I also wanted to reflect the joy and the pain of being part of a group; the overwhelming desire to be included, the fear of being left behind. There’s friendship, there’s favoritism. Everything is political, every social movement imitated, noticed. You’re strong as a collective, you’re afraid of being alone. It’s a fun place to write about.

AR: Brutes offers a realistic portrayal of girlhood that is also dark, unsettling, strange, and lyrical. In what ways did you integrate Southern Gothic elements into your novel?

DT: I love the Southern Gothic style, maybe it feels the most familiar to me about Florida where I was raised. I think when you grow up in Florida, it almost feels like an unbelievable place. The lovely swamp. The beauty of it all. And the danger. It feels like a party being thrown at the end of the world. I like Southern Gothic more than some realism, although I like both. It feels sometimes to me like realism unpicks consciousness and thought, but it misses the dream-state, the unconsciousness, that sticky mystery beneath the daily reality of life. Realism feels like recognition, revealing, understanding, but Southern Gothic to me points out that nothing can ever be understood, it’s a gesture never an explanation. I feel like there’s an unsettling place in every story and book I really love that defies articulation, and I crave that place more than anything else when I read.

AR: How did you balance the meaning of “brutes” with the complexities of girlhood and these individual characters?

DT: I used the word ‘brute’ a lot in my early stories.

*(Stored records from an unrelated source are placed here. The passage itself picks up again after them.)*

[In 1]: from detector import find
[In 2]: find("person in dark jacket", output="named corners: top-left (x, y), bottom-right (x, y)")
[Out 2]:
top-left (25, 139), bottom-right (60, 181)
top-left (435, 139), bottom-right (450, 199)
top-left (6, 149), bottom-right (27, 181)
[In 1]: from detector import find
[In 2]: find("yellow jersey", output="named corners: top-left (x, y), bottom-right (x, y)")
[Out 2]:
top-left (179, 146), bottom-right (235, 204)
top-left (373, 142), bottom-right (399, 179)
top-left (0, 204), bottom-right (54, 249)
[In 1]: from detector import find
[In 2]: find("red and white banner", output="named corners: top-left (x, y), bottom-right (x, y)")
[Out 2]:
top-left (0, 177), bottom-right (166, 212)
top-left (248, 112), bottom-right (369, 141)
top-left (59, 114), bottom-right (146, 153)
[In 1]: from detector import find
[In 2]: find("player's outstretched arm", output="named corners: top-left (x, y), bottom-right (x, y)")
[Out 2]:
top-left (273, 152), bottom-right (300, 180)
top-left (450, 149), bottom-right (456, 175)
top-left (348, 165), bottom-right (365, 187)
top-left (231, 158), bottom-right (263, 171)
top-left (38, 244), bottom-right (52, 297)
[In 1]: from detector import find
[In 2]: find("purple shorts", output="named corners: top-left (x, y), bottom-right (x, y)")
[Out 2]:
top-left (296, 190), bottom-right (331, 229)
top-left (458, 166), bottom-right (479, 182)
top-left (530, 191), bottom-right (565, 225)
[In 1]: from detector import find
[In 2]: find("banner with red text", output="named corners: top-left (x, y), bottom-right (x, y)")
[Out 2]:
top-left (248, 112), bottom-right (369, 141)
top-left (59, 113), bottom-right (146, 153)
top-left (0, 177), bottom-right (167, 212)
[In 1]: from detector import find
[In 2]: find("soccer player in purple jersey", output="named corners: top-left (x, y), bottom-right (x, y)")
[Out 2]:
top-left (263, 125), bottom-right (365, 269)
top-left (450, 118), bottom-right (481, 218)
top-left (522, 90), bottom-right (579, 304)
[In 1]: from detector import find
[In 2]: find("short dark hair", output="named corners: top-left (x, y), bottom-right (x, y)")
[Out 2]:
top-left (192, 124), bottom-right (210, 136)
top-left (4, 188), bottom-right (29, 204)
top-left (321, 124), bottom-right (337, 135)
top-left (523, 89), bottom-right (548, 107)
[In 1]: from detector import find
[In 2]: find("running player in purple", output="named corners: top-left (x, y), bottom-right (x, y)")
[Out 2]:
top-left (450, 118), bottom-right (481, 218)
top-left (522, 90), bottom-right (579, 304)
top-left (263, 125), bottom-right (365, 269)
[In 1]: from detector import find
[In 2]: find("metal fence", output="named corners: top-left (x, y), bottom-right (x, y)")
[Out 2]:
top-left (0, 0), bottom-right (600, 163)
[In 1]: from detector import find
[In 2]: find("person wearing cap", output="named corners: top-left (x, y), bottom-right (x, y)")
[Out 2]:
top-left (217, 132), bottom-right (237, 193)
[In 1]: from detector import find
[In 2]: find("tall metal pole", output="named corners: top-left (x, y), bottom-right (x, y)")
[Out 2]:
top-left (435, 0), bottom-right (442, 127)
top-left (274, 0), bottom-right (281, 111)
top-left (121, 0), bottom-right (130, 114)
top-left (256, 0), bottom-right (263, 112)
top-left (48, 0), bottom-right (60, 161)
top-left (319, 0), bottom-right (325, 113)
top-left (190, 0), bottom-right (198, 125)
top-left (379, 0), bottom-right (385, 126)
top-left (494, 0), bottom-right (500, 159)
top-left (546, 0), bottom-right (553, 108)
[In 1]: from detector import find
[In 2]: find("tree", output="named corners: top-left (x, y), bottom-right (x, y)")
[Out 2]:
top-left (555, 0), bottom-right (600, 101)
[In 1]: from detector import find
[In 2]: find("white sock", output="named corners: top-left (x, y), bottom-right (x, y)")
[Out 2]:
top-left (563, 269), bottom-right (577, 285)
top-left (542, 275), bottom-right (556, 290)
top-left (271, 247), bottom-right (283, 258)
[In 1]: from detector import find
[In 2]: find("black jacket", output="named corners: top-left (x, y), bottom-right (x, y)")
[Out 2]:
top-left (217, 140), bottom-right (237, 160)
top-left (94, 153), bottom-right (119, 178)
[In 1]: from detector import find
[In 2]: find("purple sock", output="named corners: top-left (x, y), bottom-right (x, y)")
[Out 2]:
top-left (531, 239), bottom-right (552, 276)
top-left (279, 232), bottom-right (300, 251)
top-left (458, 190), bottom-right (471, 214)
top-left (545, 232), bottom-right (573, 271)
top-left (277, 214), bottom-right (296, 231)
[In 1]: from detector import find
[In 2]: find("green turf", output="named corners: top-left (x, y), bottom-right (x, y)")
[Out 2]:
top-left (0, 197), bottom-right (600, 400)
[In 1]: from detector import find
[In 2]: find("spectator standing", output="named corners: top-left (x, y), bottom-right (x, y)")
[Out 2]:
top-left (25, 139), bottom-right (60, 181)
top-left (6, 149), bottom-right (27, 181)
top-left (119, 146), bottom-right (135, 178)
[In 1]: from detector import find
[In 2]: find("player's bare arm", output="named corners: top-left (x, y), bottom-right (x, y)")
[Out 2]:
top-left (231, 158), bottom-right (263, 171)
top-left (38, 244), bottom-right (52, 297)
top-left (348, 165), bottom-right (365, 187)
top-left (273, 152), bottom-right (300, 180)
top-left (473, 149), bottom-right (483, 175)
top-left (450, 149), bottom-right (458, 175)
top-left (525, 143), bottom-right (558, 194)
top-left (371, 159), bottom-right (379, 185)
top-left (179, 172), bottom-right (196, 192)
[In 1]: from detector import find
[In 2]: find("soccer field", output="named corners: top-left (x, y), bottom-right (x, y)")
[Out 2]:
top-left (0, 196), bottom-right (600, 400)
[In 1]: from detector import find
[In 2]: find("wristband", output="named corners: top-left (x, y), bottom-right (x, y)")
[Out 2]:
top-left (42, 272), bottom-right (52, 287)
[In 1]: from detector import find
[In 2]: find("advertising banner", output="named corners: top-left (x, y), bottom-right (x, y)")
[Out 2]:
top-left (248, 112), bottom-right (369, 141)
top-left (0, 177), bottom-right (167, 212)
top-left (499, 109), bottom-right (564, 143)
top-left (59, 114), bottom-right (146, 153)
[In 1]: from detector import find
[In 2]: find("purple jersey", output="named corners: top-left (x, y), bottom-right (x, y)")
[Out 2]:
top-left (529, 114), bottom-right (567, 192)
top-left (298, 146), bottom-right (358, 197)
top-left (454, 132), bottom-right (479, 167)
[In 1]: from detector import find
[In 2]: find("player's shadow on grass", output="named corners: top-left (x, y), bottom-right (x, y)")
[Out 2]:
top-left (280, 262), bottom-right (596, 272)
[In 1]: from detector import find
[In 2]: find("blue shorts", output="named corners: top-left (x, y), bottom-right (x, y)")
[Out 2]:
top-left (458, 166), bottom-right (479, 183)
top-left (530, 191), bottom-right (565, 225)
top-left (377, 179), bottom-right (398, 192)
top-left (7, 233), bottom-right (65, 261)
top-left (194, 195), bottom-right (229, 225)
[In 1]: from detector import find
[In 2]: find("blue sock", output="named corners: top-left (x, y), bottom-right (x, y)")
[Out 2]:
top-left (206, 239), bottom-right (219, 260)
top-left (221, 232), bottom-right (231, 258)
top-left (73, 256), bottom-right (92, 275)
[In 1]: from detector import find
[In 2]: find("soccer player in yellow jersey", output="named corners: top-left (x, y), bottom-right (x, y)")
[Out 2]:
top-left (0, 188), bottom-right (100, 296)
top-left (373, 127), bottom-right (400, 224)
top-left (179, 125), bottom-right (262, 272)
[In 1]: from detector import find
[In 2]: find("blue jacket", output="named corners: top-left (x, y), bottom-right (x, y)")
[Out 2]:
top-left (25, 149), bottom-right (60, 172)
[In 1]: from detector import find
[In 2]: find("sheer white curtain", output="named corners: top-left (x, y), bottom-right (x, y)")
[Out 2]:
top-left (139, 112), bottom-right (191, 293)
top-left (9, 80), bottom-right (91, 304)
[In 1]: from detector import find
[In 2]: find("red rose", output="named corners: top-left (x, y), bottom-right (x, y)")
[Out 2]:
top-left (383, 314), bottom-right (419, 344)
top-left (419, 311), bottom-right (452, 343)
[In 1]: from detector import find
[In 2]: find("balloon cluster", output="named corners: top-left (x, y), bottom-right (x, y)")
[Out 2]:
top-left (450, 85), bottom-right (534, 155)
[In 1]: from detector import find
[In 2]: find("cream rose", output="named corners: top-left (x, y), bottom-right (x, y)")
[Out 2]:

I like the word, how stompy and boot-like it is. It’s a word that’s trying very hard for me in a way that makes me distrust it. It seems to be overcompensating, like, look at me, I’m a mean word! It was also something I got called once when I was young. When I was a kid, I felt like everything I was naturally drawn to was wrong in some way. No one told me so directly, I just felt it to be true. I questioned everything about myself. Especially being a girl, I felt sure there was a right way of being one that, for whatever reason, I couldn’t get. I felt like I was always being asked to take a test I hadn’t prepared for. So the idea of being a brute, it felt like the opposite of what a thirteen year old girl was meant to be, and felt like the worst thing someone could call me at that age; but, looking back, it stuck in my mind, because even as it felt disarming, it was also somewhat of an admiring admission of power.

AR: What is your writing process like in terms of working on Brutes and any future projects?

DT: I try and write a little everyday. I was a waitress for a long time, and that schedule worked well for me, writing in the mornings and then working nights. I think I work better when I’m interacting with a lot of people, strangers. People are always so much more weird and brilliant and funny than I can make up. I tend to write a lot — it takes me a long time to find the story, and then I’ll rewrite and rewrite and rewrite from start to finish, picking out single images and getting rid of the rest. The best advice I ever got was that nothing is wasted work. It’s easy to get disheartened, but I find if I keep my brain humming along, I’ll always get something out of it, even if I don’t use a single word, that day’s work will take me to an idea two years later. And when I get sad and I’m broke and I don’t know what to do, I remember how much I love this act of imagining something out of nothing, that it sometimes feels like the most honest part of my day. It’s painful and it’s a relief and it’s boring and it’s the most exciting thing I’ve ever known. I also think it’s important to write, in the beginning, as if you are your only reader, because you’re also your own harshest critic. Make something that has meaning for you, that makes you feel less lonely, that’s embarrassing and funny and longing and weird as hell. Someone else will probably like it then, too.


Brutes by Dizz Tate (Catapult, 9781646221677, Hardcover Fiction, $27) On Sale: 2/7/2023.